Nikola Tesla was a well-known Serbian-American inventor, electrical engineer, and mechanical engineer who was awarded about 300 patents for his inventions. He was born in Smiljan, Croatia on July 10, 1856. Tesla’s mother, Duka, was an early inspiration to him as she invented small household appliances during his childhood. Tesla clearly inherited his mother’s inventive spirit, as he went on to develop some of the most important inventions in history, such as alternating current (AC) electricity and the Tesla Coil. 

Growing up, Tesla studied in various places in Europe including Germany, Austria, and Prague. In the late 1870s, he had the opportunity to go to Budapest where he worked at the Telephone Exchange. While in Budapest he made improvements to some inventions and came up with his idea for the induction motor, which produced an alternating current system and used electromagnetic induction from the magnetic field, instead of electrical connections to the rotor.
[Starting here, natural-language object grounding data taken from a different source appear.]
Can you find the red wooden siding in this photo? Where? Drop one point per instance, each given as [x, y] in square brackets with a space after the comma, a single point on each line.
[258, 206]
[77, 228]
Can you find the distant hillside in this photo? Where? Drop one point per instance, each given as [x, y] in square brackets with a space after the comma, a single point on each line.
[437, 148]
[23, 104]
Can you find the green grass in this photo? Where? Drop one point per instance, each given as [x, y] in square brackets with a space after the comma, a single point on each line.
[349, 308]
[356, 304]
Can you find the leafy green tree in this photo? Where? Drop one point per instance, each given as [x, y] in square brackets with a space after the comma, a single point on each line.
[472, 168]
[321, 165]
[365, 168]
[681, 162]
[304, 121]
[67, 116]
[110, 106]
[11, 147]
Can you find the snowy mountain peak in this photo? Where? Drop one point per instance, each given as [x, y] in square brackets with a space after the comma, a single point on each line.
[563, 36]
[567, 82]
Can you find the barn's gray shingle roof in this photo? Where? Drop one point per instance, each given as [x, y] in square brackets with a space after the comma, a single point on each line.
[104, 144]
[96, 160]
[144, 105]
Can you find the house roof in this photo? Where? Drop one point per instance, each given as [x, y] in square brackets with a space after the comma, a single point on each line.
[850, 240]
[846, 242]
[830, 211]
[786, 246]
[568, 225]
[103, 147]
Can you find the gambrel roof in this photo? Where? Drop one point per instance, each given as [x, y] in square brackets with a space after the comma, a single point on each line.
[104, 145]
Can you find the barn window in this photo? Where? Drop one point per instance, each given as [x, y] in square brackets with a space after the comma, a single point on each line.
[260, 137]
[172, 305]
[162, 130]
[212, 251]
He later tried to gain attention for his proposed invention but didn’t gain any recognition. At age 28, in 1884, he decided to move to the U.S. where there were more opportunities. While in the U.S. Tesla met Thomas Edison and worked alongside him for a couple of months. When Edison refused to pay Tesla for his work, Tesla decided to leave and pursue his own journey as an inventor. 

In 1887, Tesla received funding to start a company from American entrepreneur George Westinghouse. Tesla was able to finalize his induction motor to compete against Edison’s direct current system. Tesla’s motor was certainly an asset during the Industrial Revolution of the 19th century as it was found to be more durable, cheaper, and more efficient than his competitors. Tesla licensed his invention to the Westinghouse Company in 1888. In 1893, Tesla achieved a milestone at the World’s Columbian Exposition in Chicago. This exposition was the turning point for public acceptance of alternating current as it dispelled the public’s doubts about the safety and reliability of alternating current. . The exposition demonstrated that alternating current could run smoothly and it later became the main standard for power systems.  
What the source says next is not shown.